The coupling between adjacent resonators formed in the corresponding resonance regions can be adjusted by properly selecting the width of the boundary part of the cavity.


In this dielectric filter, the cavity surrounding the electrodeless areas is preferably formed into a cylindrical shape, and the width e of the boundary part of said cavity is determined such that e<2/(2fo) where fo is the resonant frequency
of the resonance regions and c is the velocity of light.


The cavity acts as a waveguide in which the cutoff frequency at the boundary part is given by c/(2fo).  Therefore, if the width e is selected such that e<c/(2fo), propagation of spurious waves through the boundary part is suppressed.


According to still another aspect of the invention, there is provided a duplexer characterized in that a dielectric filter comprising a dielectric resonator according to any of aspects of the invention and further comprising a signal input part
and a signal output part or a dielectric filter according to the above aspect of the invention is used as a transmitting filter or a receiving filter or both receiving and transmitting filters, the transmitting filter being disposed between a
transmission signal input port and an input/output port, the receiving filter being disposed between a received signal output port and the input/output port.


According to still another aspect of the present invention, there is provided a communication device characterized in that it includes an RF circuit having a dielectric resonator according to any of aspects of the invention, a dielectric filter
according to any of aspects of the invention, or a duplexer according to the aspect of the invention. 

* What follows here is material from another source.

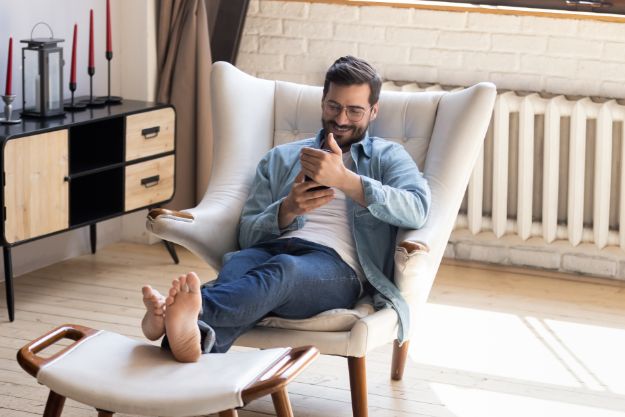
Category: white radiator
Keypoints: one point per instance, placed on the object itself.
(550, 168)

BRIEF DESCRIPTION OF THE DRAWINGS


FIGS. 1A and 1B are schematic diagrams illustrating a dielectric resonator according to a first embodiment of the invention;


FIGS. 2A and 2B are schematic diagrams illustrating a dielectric resonator according to a second embodiment of the invention;


FIGS. 3A and 3B are schematic diagrams illustrating a dielectric filter according to a third embodiment of the invention;


FIGS. 4A and 4B respectively are graphs illustrating the characteristic of the dielectric filter shown in FIGS. 3A, 3B, and the prior art filter shown in FIGS. 9A and 9B;


FIGS. 5A and 5B are schematic diagrams illustrating a dielectric filter according to a fourth embodiment of the invention;


FIGS. 6A and 6B are schematic diagrams illustrating a dielectric filter according to a fifth embodiment of the invention;


FIGS. 7A and 7B are schematic diagrams illustrating a dielectric filter according to a sixth embodiment of the invention;


FIGS. 8A and 8B are schematic diagrams illustrating a dielectric filter according to a seventh embodiment of the invention;


FIGS. 9A and 9B are schematic diagrams illustrating a dielectric filter according to a conventional technique;


FIGS. 10A and 10B are schematic diagrams illustrating an example of the structure of a dielectric resonator according to a conventional technique wherein the electromagnetic field distribution is also shown in the figure;


FIG. 11 is a schematic diagram illustrating a duplexer according to the invention; and


FIG. 12 is a block diagram illustrating a communication device according to the invention. 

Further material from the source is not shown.